Chapitre 28

- Est-ce que vous savez où vit mon père actuellement ? Il a dû être relâché de prison, non ?

- Oui mon chéri, me répondit maman. Il a été libéré l'année dernière.

- Un jour où tu étais à l'école, reprit Alb, nous l'avions croisé qui prenait ses affaires.

- Il est parti ? Sans même chercher à me voir ?

Ils se regardèrent à nouveau. Faut croire qu'ils aiment bien se regarder ces deux-là. J'aurais aimé avoir des parents avec la même complicité. Malheureusement je suis tombé sur une mère abattue et un père alcoolique qui ne s'aimaient pas, ou du moins, qui ne s'aimaient plus.

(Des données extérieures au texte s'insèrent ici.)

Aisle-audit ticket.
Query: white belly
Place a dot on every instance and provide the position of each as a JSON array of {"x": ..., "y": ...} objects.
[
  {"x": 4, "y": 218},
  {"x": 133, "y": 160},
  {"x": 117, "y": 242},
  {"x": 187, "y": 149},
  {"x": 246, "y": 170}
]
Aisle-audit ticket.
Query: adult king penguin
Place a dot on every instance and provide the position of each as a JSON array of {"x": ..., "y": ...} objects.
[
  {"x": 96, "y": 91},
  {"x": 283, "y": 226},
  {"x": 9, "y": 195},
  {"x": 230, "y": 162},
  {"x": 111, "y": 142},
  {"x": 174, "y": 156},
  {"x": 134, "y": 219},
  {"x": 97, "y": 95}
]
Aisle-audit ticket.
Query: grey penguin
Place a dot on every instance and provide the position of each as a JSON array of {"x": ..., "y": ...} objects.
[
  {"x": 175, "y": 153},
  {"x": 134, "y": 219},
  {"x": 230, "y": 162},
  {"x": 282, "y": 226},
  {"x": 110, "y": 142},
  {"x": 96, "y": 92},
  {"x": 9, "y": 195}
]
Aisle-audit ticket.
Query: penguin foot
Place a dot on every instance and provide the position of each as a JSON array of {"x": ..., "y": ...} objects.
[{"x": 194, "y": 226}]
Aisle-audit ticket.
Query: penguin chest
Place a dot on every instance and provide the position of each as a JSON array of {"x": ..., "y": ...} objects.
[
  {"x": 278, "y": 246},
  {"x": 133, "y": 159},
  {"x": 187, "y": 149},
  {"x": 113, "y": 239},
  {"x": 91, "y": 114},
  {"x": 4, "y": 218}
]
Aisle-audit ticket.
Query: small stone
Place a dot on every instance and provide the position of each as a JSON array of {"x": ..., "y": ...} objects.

- Je suis fort vous savez ? Vous n'avez plus rien à me cacher maintenant. Je saurai tout encaisser.

- Comme tu as grandi ! Dit maman.

- Ton père est effectivement parti sans chercher à te voir. Nous ne savons malheureusement pas où il est.

- Et ma mère ?

- Elle a fini par sortir de l'hôpital où elle a été internée. Répondit maman. Et avant que tu ne demandes, oui nous savons où est-ce qu'elle habite maintenant.

- Je pourrais avoir l'adresse s'il vous plaît ?

Ils se jetèrent encore un regard, puis le Dr Alb nous faussa compagnie. Quelques minutes plus tard, il revint, un bout de papier à la main.

- Tiens, me dit-il en me le remettant.

- Merci.

- Mais de rien fiston.

- Pas seulement pour ça. Merci pour tout. Je vous adore.

Maman Agathe faillit verser une larmiche. Elle était émue. Le fait de m'avoir raconté toute l'histoire n'avait en rien changé ce que je ressentais pour eux. Par contre, je vouais une haine profonde à mon père. Non seulement il n'avait pas su jouer son rôle, mais en plus de ça, il maltraitait ma mère. Et en parlant d'elle, il fallait absolument que j'aille la retrouver. Papier toujours en main, je me dirigeai directement vers la porte. Je ne voulais pas attendre une minute de plus. J'avais besoin de la revoir. J'avais besoin de réponses. J'avais surtout besoin de savoir si elle connaissait la nouvelle adresse de mon père.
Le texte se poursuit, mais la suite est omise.